The exchanges knew by late 2012 that one of their members had been mis-marking requests to buy and sell options as originating with public customers, when in fact they were coming from professionals, according to the complaint filed yesterday in state court in Chicago.
“This isn’t a situation where they’re saying you messed up my trade and therefore I lost money, they’re saying you charged me for something you shouldn’t have charged me for,” James J. Angel, a professor of finance at Georgetown University, said in a phone interview. “They thought they were trading against the retail mom and pops, and now it turns out two things: one, they were mischarged, and two, it wasn’t even a customer order.”
When confronted, “the exchanges simply asserted that they have no responsibility and cannot be held liable for improperly overcharging fees,” according to the market makers’ complaint.
The case centers on pricing incentives adopted by securities exchanges over the past decade and a half, as technical advances and regulatory reform squeezed profits in stock and options trading and the number of markets multiplied.
Among those are systems that reward brokers for bringing orders from individuals and charge others for the privilege of executing against them.
The defendants in the lawsuit include International Securities Exchange LLC, the NYSE Euronext-owned NYSE Arca electronic options exchange and NYSE Amex exchange and Philadelphia Stock Exchange operated by the NASDAQ OMX Group.

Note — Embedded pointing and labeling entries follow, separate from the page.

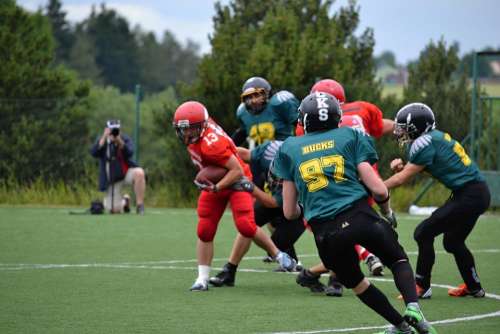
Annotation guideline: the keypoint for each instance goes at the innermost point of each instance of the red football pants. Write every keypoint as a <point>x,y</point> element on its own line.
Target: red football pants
<point>211,207</point>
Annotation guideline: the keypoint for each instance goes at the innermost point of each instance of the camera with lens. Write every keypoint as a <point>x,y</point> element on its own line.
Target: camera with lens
<point>114,125</point>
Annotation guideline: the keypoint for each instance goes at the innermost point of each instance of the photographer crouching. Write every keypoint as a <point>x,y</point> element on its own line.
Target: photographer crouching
<point>115,151</point>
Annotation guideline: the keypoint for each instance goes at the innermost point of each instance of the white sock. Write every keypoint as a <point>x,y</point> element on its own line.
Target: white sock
<point>415,305</point>
<point>203,273</point>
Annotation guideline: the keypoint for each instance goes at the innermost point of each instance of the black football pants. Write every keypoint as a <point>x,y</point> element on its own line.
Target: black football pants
<point>455,220</point>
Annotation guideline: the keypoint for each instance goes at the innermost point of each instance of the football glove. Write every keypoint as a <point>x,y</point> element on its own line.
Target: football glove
<point>390,218</point>
<point>206,186</point>
<point>243,185</point>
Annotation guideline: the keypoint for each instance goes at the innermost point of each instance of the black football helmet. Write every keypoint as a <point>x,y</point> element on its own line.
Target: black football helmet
<point>412,121</point>
<point>255,93</point>
<point>319,111</point>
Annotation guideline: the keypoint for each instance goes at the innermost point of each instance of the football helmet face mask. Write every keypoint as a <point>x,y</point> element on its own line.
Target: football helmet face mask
<point>412,121</point>
<point>319,111</point>
<point>352,121</point>
<point>255,93</point>
<point>331,87</point>
<point>190,120</point>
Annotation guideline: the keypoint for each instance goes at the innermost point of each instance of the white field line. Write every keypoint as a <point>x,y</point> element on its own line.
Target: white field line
<point>355,329</point>
<point>20,266</point>
<point>163,265</point>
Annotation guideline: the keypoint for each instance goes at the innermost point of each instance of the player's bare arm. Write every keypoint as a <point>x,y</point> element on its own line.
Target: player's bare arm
<point>266,199</point>
<point>404,175</point>
<point>387,126</point>
<point>376,185</point>
<point>244,153</point>
<point>291,208</point>
<point>235,173</point>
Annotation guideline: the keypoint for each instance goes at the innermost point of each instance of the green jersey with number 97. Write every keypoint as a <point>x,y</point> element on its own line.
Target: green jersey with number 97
<point>323,166</point>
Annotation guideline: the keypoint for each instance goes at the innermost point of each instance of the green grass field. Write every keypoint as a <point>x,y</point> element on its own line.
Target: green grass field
<point>62,273</point>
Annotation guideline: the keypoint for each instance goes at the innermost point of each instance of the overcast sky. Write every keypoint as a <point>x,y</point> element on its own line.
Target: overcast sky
<point>404,27</point>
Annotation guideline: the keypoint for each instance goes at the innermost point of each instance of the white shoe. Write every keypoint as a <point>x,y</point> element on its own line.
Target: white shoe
<point>199,286</point>
<point>285,261</point>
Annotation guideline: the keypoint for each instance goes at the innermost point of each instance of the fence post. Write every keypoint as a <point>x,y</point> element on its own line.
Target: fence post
<point>137,121</point>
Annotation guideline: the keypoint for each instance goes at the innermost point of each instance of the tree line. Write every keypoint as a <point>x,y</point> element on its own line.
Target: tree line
<point>59,82</point>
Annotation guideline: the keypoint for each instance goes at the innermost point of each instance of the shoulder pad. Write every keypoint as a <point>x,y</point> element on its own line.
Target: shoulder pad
<point>271,149</point>
<point>281,97</point>
<point>241,109</point>
<point>420,143</point>
<point>361,131</point>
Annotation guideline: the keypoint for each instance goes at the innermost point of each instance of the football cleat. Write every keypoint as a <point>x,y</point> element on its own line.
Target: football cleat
<point>405,329</point>
<point>462,291</point>
<point>285,261</point>
<point>140,209</point>
<point>199,286</point>
<point>268,259</point>
<point>126,203</point>
<point>334,287</point>
<point>224,277</point>
<point>415,318</point>
<point>374,265</point>
<point>305,279</point>
<point>422,293</point>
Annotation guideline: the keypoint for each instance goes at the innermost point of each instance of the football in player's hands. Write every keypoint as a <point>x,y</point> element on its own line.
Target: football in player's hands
<point>397,165</point>
<point>211,174</point>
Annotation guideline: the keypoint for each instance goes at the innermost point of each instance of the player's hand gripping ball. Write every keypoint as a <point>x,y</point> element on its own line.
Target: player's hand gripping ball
<point>207,177</point>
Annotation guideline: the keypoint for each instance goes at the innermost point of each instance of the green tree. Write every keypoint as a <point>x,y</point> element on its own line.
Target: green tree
<point>386,58</point>
<point>42,109</point>
<point>292,43</point>
<point>433,80</point>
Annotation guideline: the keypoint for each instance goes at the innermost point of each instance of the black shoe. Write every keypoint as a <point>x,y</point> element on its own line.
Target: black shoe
<point>306,279</point>
<point>225,277</point>
<point>334,287</point>
<point>375,266</point>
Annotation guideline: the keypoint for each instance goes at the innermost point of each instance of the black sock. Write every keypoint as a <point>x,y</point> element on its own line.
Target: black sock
<point>377,301</point>
<point>231,267</point>
<point>405,281</point>
<point>311,274</point>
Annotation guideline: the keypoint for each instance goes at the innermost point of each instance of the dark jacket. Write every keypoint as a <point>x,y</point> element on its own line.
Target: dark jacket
<point>119,162</point>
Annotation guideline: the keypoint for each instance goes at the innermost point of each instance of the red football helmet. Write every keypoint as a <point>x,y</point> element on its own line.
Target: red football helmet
<point>190,119</point>
<point>331,87</point>
<point>352,121</point>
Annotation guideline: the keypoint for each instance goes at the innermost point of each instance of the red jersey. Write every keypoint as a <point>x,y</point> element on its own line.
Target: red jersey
<point>369,113</point>
<point>215,147</point>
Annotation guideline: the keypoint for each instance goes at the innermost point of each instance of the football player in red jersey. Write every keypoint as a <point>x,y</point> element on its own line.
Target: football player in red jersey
<point>367,117</point>
<point>208,145</point>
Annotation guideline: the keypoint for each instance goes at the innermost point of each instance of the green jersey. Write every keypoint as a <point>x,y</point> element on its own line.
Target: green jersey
<point>275,122</point>
<point>444,158</point>
<point>323,166</point>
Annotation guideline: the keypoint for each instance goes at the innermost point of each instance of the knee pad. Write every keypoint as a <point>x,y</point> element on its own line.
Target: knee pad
<point>246,227</point>
<point>419,234</point>
<point>206,230</point>
<point>451,245</point>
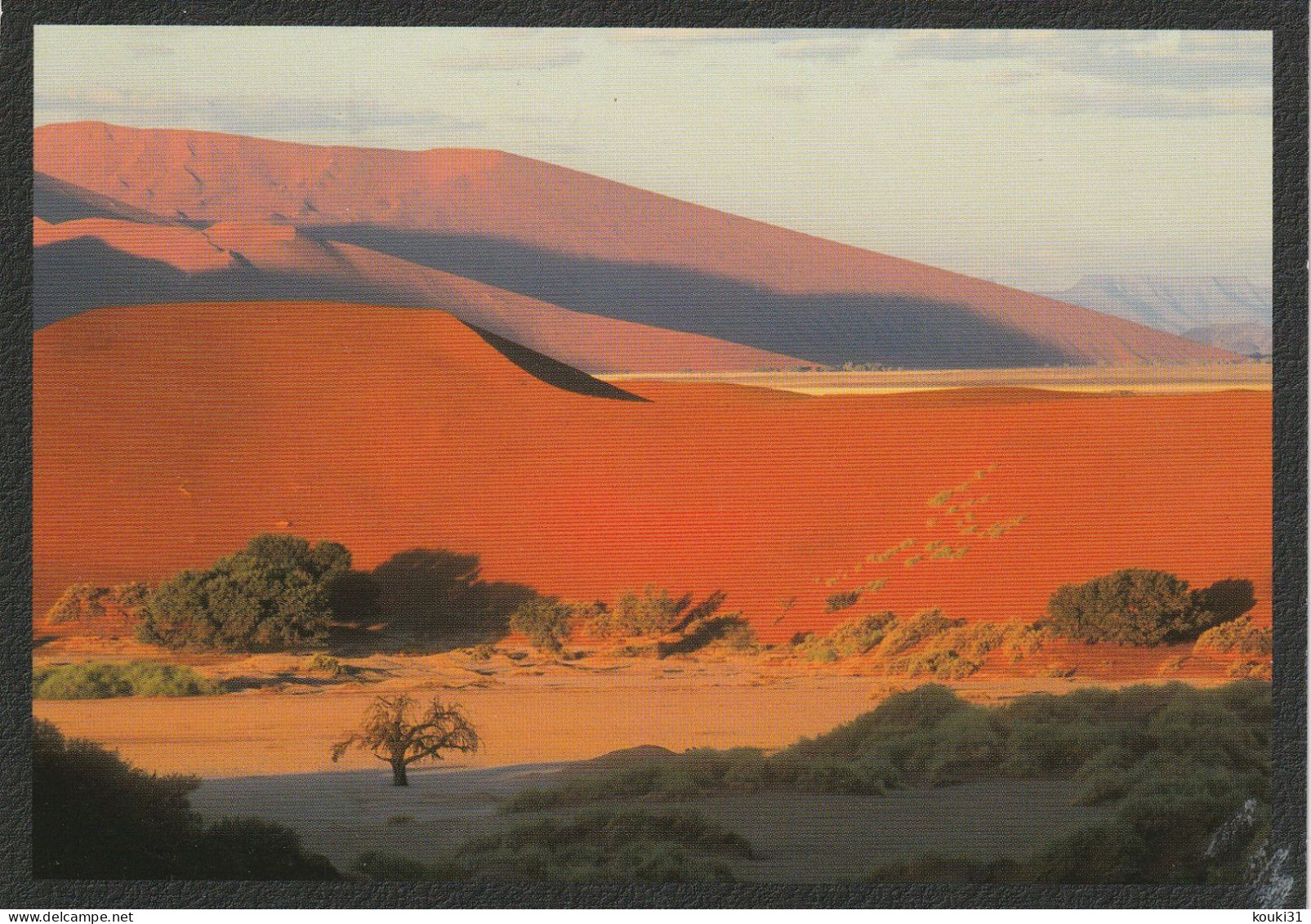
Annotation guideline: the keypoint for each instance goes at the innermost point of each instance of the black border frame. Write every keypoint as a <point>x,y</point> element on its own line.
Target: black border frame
<point>1285,19</point>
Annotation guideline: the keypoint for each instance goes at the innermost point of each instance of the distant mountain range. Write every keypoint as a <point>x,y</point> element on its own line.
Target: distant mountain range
<point>591,273</point>
<point>1230,312</point>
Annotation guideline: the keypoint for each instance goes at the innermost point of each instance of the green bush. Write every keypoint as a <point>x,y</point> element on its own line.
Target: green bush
<point>905,636</point>
<point>591,847</point>
<point>546,622</point>
<point>324,663</point>
<point>1141,607</point>
<point>859,636</point>
<point>100,681</point>
<point>95,817</point>
<point>650,614</point>
<point>1237,636</point>
<point>277,592</point>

Gail Osten, a spokeswoman for the Chicago Board Options Exchange, today declined to comment on the allegations.
Molly McGregor, a spokeswoman for ISE, declined to comment on the suit. Rich Adamonis, a spokesman for NYSE Euronext, and Rob Madden, a Nasdaq spokesman, also declined to comment on it.
The exchange-member firm that allegedly incorrectly marked orders as originating from public customers when they had come from broker dealers and other professionals during the time in question wasn’t named in the complaint. The firm was assessed almost $6.4 million in penalties and an unspecified amount of transaction fees, the plaintiffs said.
According to a letter of consent published on the CBOE website in September 2012, Goldman Sachs Group Inc. agreed to pay $6.75 million to eight U.S. exchanges to settle claims over the way it handled options trades from January 2004 through May 2010.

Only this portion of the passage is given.